Картинки с выставки. Персоны, вернисажи, фантики - Страница 8
Подобное есть в «Солярисе» Тарковского. В фильме разумный Океан вынимает из подсознания героев не только людей, но и натюрморты и пейзажи. Поскольку мы для Океана прозрачны, он не умеет отличить сознание от подсознания и материализует самые яркие – радиоактивные – сгустки скопившегося в душе опыта.
У Уайета они прячутся на такой глубине, что нужен, как уже было сказано, колодец. На него намекает одна из самых поздних работ художника, которая, чудится мне, навеяна кадром Тарковского. На этой крайне необычной картине изображен вид из самолетного иллюминатора. С заоблачной высоты мы видим далеко внизу знакомые дома Чеддс-Форда. Судя по названию – «Тот свет», – престарелый художник так представлял свое скорое будущее, в которое он унесет фрагмент реальности размером с почтовую марку.
А нам останется другая – моя любимая – картина «Снежный холм». На нем, взявшись за разноцветные ленты, пляшут вокруг шеста с колесом те, кого Уайет писал чаще всех. Карл Кёрнер, немецкий эмигрант в каске и шинели Первой мировой, его сумасшедшая жена Анна, негр-помощник с крюком вместо руки, рыжая соседка Хельга. Всех их Уайет собрал на многозначительном, как Голгофа, холме, но себе он там места не нашел: одна лента пустая.
– Лучший художник, – говорил Уайет, – человек-невидимка.
Грамматика Магритта
Любимым персонажем Магритта был Фантомас – и понятно почему. Человек в маске, Фантомас, оставаясь собой, мог походить на каждого. Никто не видел его настоящего лица, но оно у него, бесспорно, было, просто мы не умели разглядеть истинный облик за чередой иллюзий.
Заменив Фантомаса реальностью, мы найдем ключ к искусству Магритта. Не обещая нам открыть ту нетленную платоновскую истину, что прячется за образами видимого мира, художник тем не менее пользуется методикой Сократа: последовательно, изобретательно и безжалостно срывает маски с привычного и очевидного.
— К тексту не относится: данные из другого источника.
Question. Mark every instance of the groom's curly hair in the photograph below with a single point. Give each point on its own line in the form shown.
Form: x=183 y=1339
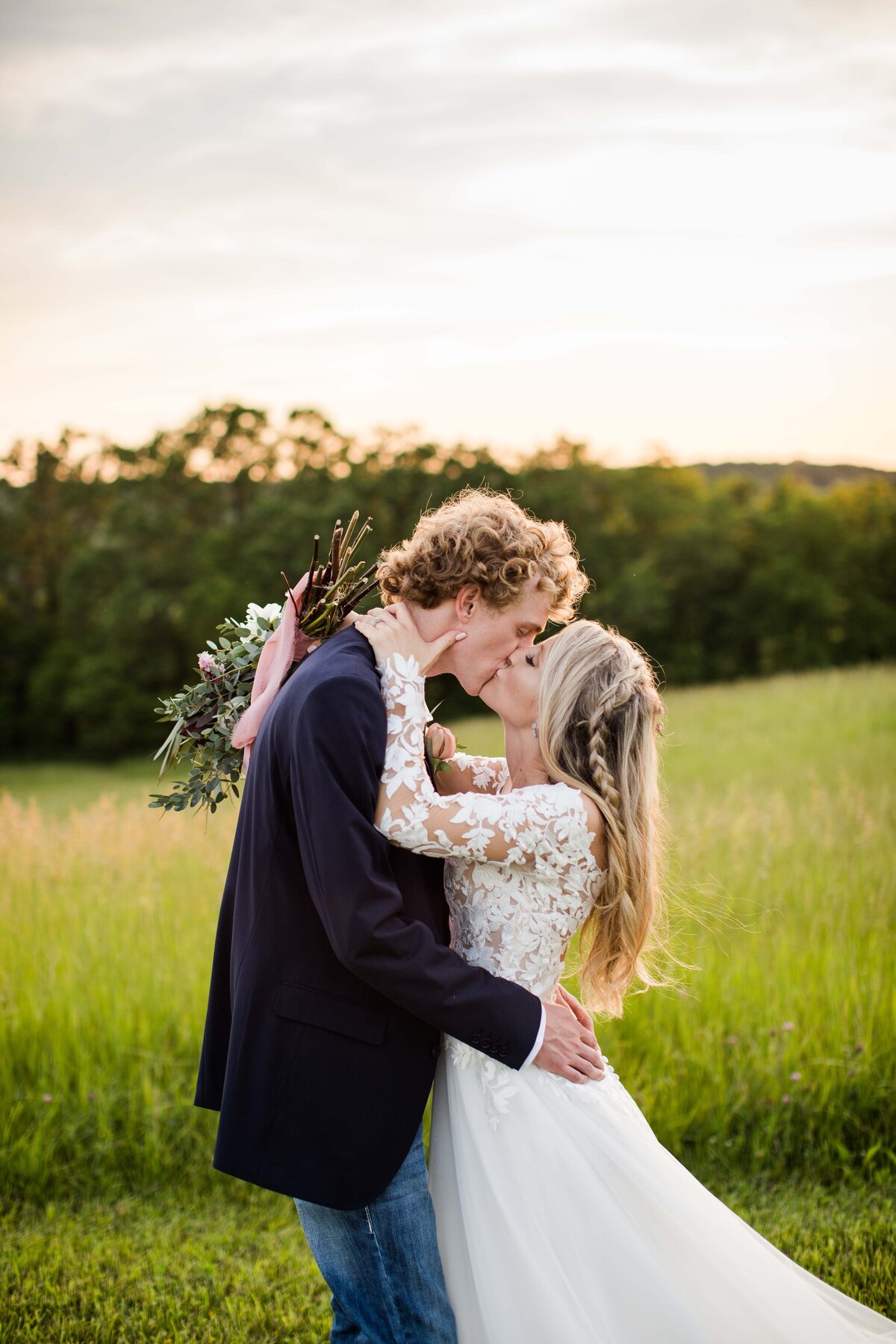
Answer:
x=482 y=538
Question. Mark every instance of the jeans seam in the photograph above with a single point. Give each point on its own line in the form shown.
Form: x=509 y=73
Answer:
x=398 y=1330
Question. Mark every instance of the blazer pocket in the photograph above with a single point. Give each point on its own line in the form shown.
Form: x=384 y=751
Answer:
x=317 y=1008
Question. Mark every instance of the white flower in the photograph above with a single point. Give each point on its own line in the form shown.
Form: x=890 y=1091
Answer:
x=254 y=612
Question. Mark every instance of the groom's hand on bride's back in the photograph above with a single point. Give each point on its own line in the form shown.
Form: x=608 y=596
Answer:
x=570 y=1048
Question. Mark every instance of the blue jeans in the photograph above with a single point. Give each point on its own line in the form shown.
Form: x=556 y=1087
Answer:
x=382 y=1263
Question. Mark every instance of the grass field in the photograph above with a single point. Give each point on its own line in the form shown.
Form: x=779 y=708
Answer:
x=768 y=1068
Выставка работ Магритта 1920–1930-х годов в нью-йоркском Музее современного искусства, признанная лучшей из всех ретроспектив бельгийского мэтра, называется «Тайна повседневности»[9]. Но на самом деле это ее, повседневности, крик. Он был реакцией на кризис разума, вызванный Первой мировой войной. В ее окопах умер рациональный человек Европы, зачатый в Афинах и завоевавший викторианский XIX век. Он полагался на логику, верил прогрессу и находил смысл в истории. Но после войны от него осталась только воронка. С ужасом обходя ее, искусство выживших не могло не принимать в расчет соседство убийственной пустоты.
Сюрреализм был радикальным ответом на вызов войны. Сюрреализм – не творчество новой реальности, а открытие глубины в той, что существует. Фантасмагория – продолжение банального за пределы реального. Это обыденность, беременная кошмаром. У сюрреализма, однако, есть врожденный грех – вседозволенность. Если все можно, то ничего не интересно. Вымысел как таковой скучен, словно чужой сон. Поэтому лучшие (Бунюэль!) засевали абсурдом обыденность, внося фантазм лишь в стратегически важные эпизоды.
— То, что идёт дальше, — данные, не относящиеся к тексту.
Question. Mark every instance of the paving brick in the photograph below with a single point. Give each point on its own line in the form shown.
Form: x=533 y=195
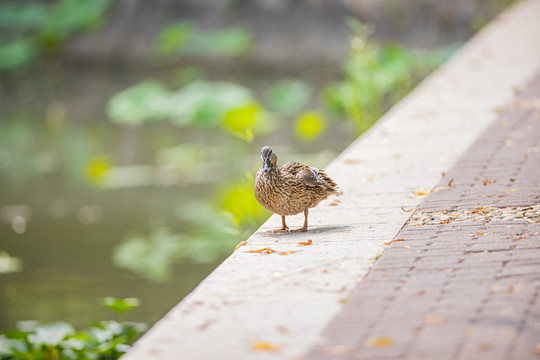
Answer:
x=459 y=290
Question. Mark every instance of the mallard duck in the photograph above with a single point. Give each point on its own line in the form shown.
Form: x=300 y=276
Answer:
x=291 y=188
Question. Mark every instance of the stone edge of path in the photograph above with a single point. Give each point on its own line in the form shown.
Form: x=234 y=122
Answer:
x=275 y=306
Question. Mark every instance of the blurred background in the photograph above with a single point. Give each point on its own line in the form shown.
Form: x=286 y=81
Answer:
x=130 y=130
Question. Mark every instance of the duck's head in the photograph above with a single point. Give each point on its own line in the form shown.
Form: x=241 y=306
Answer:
x=269 y=158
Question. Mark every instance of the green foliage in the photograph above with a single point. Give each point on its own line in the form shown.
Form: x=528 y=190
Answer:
x=153 y=255
x=239 y=200
x=309 y=126
x=186 y=38
x=200 y=104
x=374 y=75
x=17 y=55
x=60 y=341
x=204 y=104
x=145 y=102
x=120 y=305
x=30 y=28
x=288 y=96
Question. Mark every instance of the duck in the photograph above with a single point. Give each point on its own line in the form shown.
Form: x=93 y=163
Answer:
x=291 y=188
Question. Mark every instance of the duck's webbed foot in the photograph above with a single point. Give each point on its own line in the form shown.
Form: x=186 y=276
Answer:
x=284 y=227
x=303 y=228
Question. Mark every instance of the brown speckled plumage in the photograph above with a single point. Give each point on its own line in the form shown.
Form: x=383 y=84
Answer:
x=292 y=188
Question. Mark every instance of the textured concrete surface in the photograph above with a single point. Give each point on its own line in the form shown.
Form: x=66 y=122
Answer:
x=257 y=306
x=462 y=278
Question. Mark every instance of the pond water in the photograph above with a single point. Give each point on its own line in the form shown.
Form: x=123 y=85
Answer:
x=67 y=239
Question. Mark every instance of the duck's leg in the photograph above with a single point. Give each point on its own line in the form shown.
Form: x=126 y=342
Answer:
x=303 y=228
x=284 y=226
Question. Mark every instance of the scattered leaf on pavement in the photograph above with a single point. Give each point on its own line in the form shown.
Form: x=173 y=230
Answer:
x=287 y=252
x=433 y=319
x=263 y=251
x=264 y=345
x=422 y=192
x=380 y=341
x=240 y=244
x=393 y=241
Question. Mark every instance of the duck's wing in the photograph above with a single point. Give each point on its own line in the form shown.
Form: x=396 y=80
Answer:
x=308 y=175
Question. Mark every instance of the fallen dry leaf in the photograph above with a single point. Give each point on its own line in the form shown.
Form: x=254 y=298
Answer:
x=422 y=192
x=433 y=319
x=486 y=181
x=380 y=341
x=263 y=251
x=240 y=244
x=264 y=345
x=287 y=252
x=393 y=241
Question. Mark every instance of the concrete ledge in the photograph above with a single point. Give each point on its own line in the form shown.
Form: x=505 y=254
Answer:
x=287 y=300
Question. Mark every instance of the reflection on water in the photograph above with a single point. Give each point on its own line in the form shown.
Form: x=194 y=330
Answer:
x=89 y=208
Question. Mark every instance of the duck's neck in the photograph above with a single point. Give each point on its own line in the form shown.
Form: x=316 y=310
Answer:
x=273 y=174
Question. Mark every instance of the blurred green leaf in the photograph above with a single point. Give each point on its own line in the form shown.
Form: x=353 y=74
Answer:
x=239 y=200
x=174 y=38
x=145 y=102
x=288 y=96
x=185 y=38
x=151 y=256
x=204 y=104
x=120 y=305
x=17 y=55
x=22 y=15
x=233 y=41
x=309 y=125
x=186 y=157
x=67 y=17
x=51 y=334
x=242 y=118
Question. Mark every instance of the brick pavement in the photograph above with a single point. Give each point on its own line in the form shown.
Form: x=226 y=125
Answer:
x=463 y=280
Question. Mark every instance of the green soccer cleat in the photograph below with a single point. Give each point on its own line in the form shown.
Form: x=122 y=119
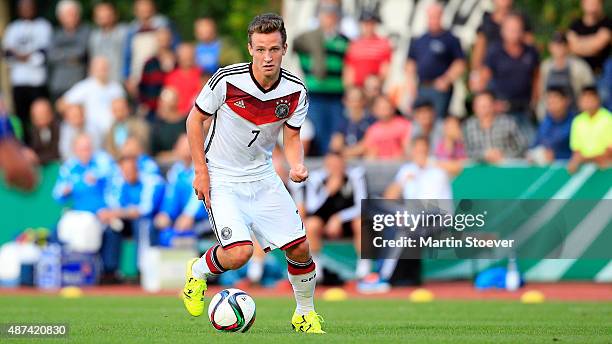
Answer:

Магритт принял вызов абсурда на своих условиях. Не соблазнившись ни спекуляцией родного сюрреализма, ни хулиганством двоюродного дадаизма, он отличался от коллег тем, что ставил эксперименты на выходце из прошлого – респектабельном господине в котелке.
Магию этого головного убора я познал на себе, когда летом и после коктейлей купил себе черный котелок. К осени он созрел и изменил мне походку.
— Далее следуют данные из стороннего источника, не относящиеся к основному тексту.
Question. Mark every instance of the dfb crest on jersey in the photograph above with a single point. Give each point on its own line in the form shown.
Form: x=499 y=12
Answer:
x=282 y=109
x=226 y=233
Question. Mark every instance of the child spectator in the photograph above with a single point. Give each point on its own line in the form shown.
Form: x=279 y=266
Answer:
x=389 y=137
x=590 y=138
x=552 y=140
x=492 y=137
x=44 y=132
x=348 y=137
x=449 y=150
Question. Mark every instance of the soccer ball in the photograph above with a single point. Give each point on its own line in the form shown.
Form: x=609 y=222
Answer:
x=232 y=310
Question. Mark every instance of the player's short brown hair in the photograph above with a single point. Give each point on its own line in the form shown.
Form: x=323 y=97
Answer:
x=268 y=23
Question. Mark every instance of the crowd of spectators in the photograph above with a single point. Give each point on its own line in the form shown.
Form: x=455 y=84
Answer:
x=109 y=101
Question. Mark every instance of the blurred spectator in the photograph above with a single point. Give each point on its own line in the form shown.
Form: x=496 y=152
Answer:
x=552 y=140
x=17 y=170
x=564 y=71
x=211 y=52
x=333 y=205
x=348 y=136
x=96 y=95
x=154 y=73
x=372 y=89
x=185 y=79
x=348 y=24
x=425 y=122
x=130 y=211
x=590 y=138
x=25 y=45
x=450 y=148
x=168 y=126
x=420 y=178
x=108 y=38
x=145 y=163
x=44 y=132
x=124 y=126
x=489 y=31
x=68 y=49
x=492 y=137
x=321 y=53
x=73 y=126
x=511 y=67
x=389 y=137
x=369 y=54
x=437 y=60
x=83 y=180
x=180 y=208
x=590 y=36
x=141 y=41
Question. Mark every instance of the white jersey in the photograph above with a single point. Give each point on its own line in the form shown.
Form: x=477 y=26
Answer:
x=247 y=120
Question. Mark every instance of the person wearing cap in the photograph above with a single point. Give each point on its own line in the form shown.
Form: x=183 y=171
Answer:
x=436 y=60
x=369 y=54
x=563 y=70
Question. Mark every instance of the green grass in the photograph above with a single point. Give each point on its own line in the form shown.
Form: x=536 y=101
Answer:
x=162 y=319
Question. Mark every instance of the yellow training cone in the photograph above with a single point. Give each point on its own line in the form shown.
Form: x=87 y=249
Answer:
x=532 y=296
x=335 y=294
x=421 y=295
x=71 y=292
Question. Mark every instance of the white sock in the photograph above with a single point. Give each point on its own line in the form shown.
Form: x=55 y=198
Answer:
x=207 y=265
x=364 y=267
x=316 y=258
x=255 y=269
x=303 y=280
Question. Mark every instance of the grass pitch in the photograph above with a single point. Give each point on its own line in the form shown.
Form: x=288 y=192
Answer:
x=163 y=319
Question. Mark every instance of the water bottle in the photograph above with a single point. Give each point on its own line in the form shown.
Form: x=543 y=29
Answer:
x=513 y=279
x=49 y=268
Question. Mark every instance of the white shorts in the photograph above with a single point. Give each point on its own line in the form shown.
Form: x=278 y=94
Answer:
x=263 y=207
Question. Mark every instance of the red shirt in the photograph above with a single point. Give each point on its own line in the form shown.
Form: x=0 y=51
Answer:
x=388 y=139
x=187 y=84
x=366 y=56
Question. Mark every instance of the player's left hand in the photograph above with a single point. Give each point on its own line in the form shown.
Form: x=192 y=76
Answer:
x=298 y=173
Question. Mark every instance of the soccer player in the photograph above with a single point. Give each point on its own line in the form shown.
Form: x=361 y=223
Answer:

– Пуаро, – дразнила жена, когда я, семеня и помахивая выползшей с блошиного рынка тростью, прогуливал котелок по Нью-Йорку.
Блок рассказывал, что, вынужденный революцией пересесть с извозчика на трамвай, завел вместо привычного цилиндра кепку.
– Но стоило ее надеть, – заметил удивленный поэт, – как мне тут же захотелось толкаться.
Герой Магритта живет в лишенном прежнего смысла мире, не снимая котелка. Осознать эту ситуацию ему помогает художник, подвергающий сомнению все устои бытия. Взрывая повседневность, Магритт, эта Большая Берта искусства, уничтожает главное – очевидное, само собой разумеющееся.
Чтобы уцелеть на этой бойне реальности, надо подвесить привычные суждения и выучить язык уцелевших. Картины Магритта – грамматика абсурда.
Начав карьеру рекламным художником, Магритт не интересовался собственно живописью. Она лишь послушно воплощала замысел, делая его работы узнаваемыми и незабываемыми. Каждая из них напоминает ребус, который нельзя решить, но можно решать. Художник формулирует для зрителя задачу, не имеющую однозначного ответа.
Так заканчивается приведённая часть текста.